Search code examples
flex-lexerlex

Lex: expected expression before ‘[’ token when writing regular expressions


I'm new to Lex/Yacc and am following this tutorial: Part 01: Tutorial on Lex/Yacc

Here's my Lex file:

%{
    #include "main.h"
    #include <stdio.h>
%}

%%
    [a-zA-Z][_a-zA-Z0-9]*   {return IDENTIFIER;}
    "&"                     {return RUN_DAEMON;}
    "|"                     {return SYM_PIPE;}
    ">"                     {return RED_STDOUT;}
    "<"                     {return RED_STDIN;}
    ">>"                    {return APP_STDOUT;}
    [ \t\n]+                {;}
    .                       {printf("unexpected character\n");}
%%

int yywrap(){
    return 1;
}

However, after running the lex command, I try to compile lex.yy.c with gcc, but it spams me with this error:

sbash.l: In function ‘yylex’:
sbash.l:7:5: error: expected expression before ‘[’ token
     [a-zA-Z][_a-zA-Z0-9]*   {return IDENTIFIER;}
     ^
sbash.l:7:6: error: ‘a’ undeclared (first use in this function)
     [a-zA-Z][_a-zA-Z0-9]*   {return IDENTIFIER;}
      ^
sbash.l:7:6: note: each undeclared identifier is reported only once for each function it appears in
sbash.l:7:14: error: ‘_a’ undeclared (first use in this function)
     [a-zA-Z][_a-zA-Z0-9]*   {return IDENTIFIER;}
              ^~
sbash.l:7:17: error: ‘zA’ undeclared (first use in this function)
     [a-zA-Z][_a-zA-Z0-9]*   {return IDENTIFIER;}
                 ^~
sbash.l:7:20: error: ‘Z0’ undeclared (first use in this function)
     [a-zA-Z][_a-zA-Z0-9]*   {return IDENTIFIER;}
                    ^~
sbash.l:7:29: error: expected expression before ‘{’ token
     [a-zA-Z][_a-zA-Z0-9]*   {return IDENTIFIER;}
                             ^
sbash.l:13:7: error: stray ‘\’ in program
     [ \t\n]+                {;}
       ^
sbash.l:13:9: error: stray ‘\’ in program
     [ \t\n]+                {;}

Unfortunately, I cannot find what's going wrong even when googled (many example's expression writes exactly the same as my code).

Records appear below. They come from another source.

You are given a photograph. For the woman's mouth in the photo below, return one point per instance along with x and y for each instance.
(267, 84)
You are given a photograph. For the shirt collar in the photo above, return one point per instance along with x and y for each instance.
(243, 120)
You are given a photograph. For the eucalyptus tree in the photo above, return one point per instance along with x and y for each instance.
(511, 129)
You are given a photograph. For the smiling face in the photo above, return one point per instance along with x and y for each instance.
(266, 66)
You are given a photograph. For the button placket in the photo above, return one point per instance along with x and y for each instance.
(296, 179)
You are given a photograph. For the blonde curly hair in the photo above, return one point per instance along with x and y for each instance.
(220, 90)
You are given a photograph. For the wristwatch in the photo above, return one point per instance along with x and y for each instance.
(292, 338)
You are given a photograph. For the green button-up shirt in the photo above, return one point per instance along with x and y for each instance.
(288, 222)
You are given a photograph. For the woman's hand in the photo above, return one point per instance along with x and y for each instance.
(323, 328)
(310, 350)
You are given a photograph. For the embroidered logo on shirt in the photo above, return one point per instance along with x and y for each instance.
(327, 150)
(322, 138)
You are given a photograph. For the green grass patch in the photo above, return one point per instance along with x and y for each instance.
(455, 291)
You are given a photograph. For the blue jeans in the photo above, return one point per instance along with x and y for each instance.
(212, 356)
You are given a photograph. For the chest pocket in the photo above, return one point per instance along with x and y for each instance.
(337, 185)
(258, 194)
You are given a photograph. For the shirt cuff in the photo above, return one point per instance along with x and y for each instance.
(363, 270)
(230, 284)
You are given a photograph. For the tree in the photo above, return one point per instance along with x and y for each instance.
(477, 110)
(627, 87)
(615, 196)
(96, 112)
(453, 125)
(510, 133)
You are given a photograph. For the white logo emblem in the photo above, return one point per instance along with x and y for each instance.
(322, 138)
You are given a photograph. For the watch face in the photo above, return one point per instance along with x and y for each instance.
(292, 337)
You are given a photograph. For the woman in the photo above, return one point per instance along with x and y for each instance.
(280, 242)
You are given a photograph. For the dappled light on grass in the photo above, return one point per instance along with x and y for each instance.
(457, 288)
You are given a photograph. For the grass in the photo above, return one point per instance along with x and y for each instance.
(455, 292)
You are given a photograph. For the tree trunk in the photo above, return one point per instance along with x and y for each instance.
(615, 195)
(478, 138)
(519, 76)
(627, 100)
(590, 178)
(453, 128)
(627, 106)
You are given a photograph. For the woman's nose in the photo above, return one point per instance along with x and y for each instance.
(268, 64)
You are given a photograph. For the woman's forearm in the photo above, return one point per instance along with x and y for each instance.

My Lex version is 2.6.1 and is on CentOS 8.


Solution

  • As explained in the Flex manual chapter on flex input file format, pattern rules must start at the left margin:

    The rules section of the flex input contains a series of rules of the form:

      pattern   action 
    

    where the pattern must be unindented and the action must begin on the same line. (Some emphasis added)

    Indented lines on the rules section are just passed through as-is. In particular, indented lines prior to the first rule are inserted at the top of the yylex function, which is frequently useful. But flex makes no attempt to verify that code included in this way is valid; errors will be detected when the generated scanner is compiled.